Identify ribosomally synthesized and post-translationally modified peptides (RiPPs) by integrating metabolomic tandem mass spectra with genomic sequence data using MetaMiner, a metabologenomic pipeline that constructs putative RiPP structure databases and matches them against experimental spectra.

## When to use

You have LC-MS/MS spectral data (in MGF, mzXML, mzML, or mzData format) and corresponding genomic sequence data (raw FASTA nucleotide sequences or genome mining tool outputs like antiSMASH .final.gbk files), and you want to discover novel RiPPs or verify the presence of known RiPP compounds (e.g., lantibiotics, thiopeptides, linear azol(in)e-containing peptides) by matching spectra against computationally predicted post-translationally modified peptide structures derived from biosynthetic gene clusters.

## When NOT to use

- Your spectra are not centroided — MetaMiner requires centroided data; raw profile-mode spectra will produce incorrect or no matches.
- You lack corresponding genomic data or only have protein sequence databases — MetaMiner is a metabologenomic pipeline and requires nucleotide sequences to identify biosynthetic gene clusters and predict precursor peptides.
- You are working with non-peptidic natural products or small molecules — MetaMiner is specialized for RiPPs; use Dereplicator+ instead for broader metabolite identification.

## Inputs

- LC-MS/MS spectral data in centroided MGF, mzXML, mzML, or mzData format
- Raw nucleotide sequence file in FASTA format (.fasta)
- Optional: antiSMASH genome mining output (.final.gbk or .gbk file)

## Outputs

- significant_matches.tsv (tab-separated file with compound identifications)
- Identified RiPP structures with predicted core peptide sequences (FragmentSeq)
- Modified peptide sequences (ModifiedSeq) showing post-translational modifications
- Spectral network graphs (if matplotlib and networkx are installed) or plain text propagation results

## How to apply

Download and extract NPDtools 2.5.0 binaries for your platform (Linux or macOS), ensuring Python 2.6–3.3+ and the joblib library are available. Prepare input files: obtain your centroided spectra in MGF format (or convert via ProteoWizard's msconvert if in mzXML/mzML/mzData format) and your genomic sequence as a raw nucleotide FASTA file (preferred over antiSMASH outputs, which may fail to detect some RiPPs). Run MetaMiner with the command: `python metaminer.py <spectra_directory_or_files> -s <path_to_genome.fasta> -c <ripp_class> -o <output_directory>`, specifying the RiPP class (e.g., 'lantibiotic', 'thiopeptide', 'lanthipeptide') appropriate to your discovery target.
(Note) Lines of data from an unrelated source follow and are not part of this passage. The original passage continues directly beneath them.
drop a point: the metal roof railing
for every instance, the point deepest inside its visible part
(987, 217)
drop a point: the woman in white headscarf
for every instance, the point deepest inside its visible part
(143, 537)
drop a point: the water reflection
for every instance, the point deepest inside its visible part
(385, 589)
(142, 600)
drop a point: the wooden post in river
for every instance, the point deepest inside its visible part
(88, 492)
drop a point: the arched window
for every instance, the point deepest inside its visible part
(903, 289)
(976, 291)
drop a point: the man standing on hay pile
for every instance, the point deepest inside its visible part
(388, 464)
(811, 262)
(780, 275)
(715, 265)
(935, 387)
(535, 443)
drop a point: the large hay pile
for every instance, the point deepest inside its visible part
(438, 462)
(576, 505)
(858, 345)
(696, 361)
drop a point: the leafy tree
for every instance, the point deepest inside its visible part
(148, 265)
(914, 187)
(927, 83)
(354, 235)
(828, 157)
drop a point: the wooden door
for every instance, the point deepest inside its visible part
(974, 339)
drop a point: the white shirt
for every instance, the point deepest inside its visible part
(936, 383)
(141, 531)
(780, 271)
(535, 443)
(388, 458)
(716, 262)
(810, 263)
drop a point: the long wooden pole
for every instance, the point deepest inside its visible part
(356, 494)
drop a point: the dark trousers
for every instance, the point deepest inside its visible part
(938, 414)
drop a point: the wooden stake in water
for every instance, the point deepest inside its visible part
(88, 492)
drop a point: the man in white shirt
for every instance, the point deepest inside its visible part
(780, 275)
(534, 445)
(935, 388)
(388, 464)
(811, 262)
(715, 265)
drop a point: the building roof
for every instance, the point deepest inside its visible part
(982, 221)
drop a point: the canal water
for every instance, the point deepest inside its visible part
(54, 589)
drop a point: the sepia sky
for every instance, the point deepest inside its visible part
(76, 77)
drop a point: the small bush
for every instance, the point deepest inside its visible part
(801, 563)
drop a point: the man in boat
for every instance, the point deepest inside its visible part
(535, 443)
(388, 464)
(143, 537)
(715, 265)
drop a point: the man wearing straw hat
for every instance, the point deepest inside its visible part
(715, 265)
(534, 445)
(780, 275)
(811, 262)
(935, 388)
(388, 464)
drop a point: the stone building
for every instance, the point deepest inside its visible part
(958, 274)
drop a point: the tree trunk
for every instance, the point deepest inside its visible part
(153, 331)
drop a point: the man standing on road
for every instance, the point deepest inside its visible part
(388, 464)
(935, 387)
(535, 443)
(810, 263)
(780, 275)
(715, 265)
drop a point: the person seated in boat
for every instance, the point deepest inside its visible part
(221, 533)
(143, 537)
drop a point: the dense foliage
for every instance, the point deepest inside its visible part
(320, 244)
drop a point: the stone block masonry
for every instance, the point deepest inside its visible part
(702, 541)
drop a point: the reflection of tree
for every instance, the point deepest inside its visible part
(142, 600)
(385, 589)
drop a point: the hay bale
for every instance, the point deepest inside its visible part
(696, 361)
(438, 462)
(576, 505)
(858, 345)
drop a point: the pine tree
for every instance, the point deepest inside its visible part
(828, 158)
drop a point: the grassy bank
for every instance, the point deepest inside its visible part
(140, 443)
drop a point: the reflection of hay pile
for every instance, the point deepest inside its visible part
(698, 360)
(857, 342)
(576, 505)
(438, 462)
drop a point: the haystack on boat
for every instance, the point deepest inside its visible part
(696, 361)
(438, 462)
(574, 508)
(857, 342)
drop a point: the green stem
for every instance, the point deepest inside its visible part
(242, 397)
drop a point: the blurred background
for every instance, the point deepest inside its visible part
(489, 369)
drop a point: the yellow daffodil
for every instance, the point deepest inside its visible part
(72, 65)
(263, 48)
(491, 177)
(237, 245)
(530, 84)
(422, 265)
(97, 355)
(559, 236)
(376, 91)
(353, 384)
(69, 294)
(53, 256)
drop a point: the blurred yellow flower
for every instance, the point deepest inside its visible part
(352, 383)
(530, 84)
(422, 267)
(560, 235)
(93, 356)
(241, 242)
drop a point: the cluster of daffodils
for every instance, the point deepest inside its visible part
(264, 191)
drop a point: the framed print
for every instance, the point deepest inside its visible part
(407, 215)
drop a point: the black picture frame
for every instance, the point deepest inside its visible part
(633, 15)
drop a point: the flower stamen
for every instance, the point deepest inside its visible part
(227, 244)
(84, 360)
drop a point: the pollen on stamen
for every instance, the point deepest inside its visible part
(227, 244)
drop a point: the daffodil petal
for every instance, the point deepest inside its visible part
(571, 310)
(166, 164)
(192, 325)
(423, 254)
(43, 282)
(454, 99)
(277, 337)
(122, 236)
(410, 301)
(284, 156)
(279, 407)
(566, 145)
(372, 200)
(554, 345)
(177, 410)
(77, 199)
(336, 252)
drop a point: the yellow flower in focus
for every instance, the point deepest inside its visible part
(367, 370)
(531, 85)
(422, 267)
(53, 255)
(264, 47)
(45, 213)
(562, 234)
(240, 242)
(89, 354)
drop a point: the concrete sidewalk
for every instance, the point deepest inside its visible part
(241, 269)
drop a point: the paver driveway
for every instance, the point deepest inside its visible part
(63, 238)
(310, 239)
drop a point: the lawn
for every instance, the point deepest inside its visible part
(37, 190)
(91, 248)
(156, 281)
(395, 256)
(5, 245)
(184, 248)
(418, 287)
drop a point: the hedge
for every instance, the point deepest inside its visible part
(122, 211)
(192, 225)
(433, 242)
Parse the tab-separated output file (significant_matches.tsv) to extract compound identifications, verifying the presence of your target RiPP by matching the FragmentSeq column against the expected core peptide sequence and confirming ModifiedSeq shows expected post-translational modifications (e.g., dehydrobutyrine/dehydroalanine mass shifts for lantibiotics).

## Related tools

- **MetaMiner** (Core metabologenomic pipeline that integrates tandem mass spectra and genomic data to identify RiPPs; constructs predicted RiPP structure databases from identified biosynthetic gene clusters and matches experimental spectra against them) — https://github.com/mohimanilab/MetaMiner
- **Dereplicator** (Matches tandem mass spectra against constructed post-translationally modified RiPP structure database within the MetaMiner workflow) — https://github.com/ablab/npdtools
- **antiSMASH** (Optional genome mining tool whose output (.final.gbk or .gbk files) can be used as alternative input to raw FASTA sequences, though raw nucleotide FASTA is preferred for lantibiotic discovery)
- **SPAdes** (Assembles raw DNA short reads (.fastq or .fastq.gz) into nucleotide contigs that can then be used as input to MetaMiner)
- **ProteoWizard** (Provides msconvert utility to convert spectra from mzXML, mzML, mzData formats to MGF for MetaMiner compatibility)
- **NPDtools 2.5.0** (Toolkit containing MetaMiner and all supporting binaries and libraries for RiPP identification) — https://github.com/ablab/npdtools

## Examples

```
python metaminer.py test_data/metaminer/msms/ -s test_data/metaminer/fasta/ -c lantibiotic -o metaminer_outdir
```

## Evaluation signals

- Presence of significant_matches.tsv output file with non-empty results rows containing target RiPP identifications
- FragmentSeq column matches the expected core peptide sequence (e.g., 'TGSQVSLLVCEYSSLSVVLCTP' for AmfS lantibiotic)
- ModifiedSeq shows expected post-translational modification mass shifts (e.g., T-18 and S-18 shifts for dehydrobutyrine and dehydroalanine in lantibiotics)
- Match score or significance metric in output meets or exceeds default threshold (verify against significant_matches.tsv header documentation)
- Spectra can be traced back to genomic locations via biosynthetic gene cluster annotations in output

## Limitations

- MetaMiner fails to detect some RiPPs (e.g., AmfS) when using antiSMASH genome mining tool outputs (.final.gbk files) as input; raw nucleotide FASTA sequences are required for reliable lantibiotic discovery.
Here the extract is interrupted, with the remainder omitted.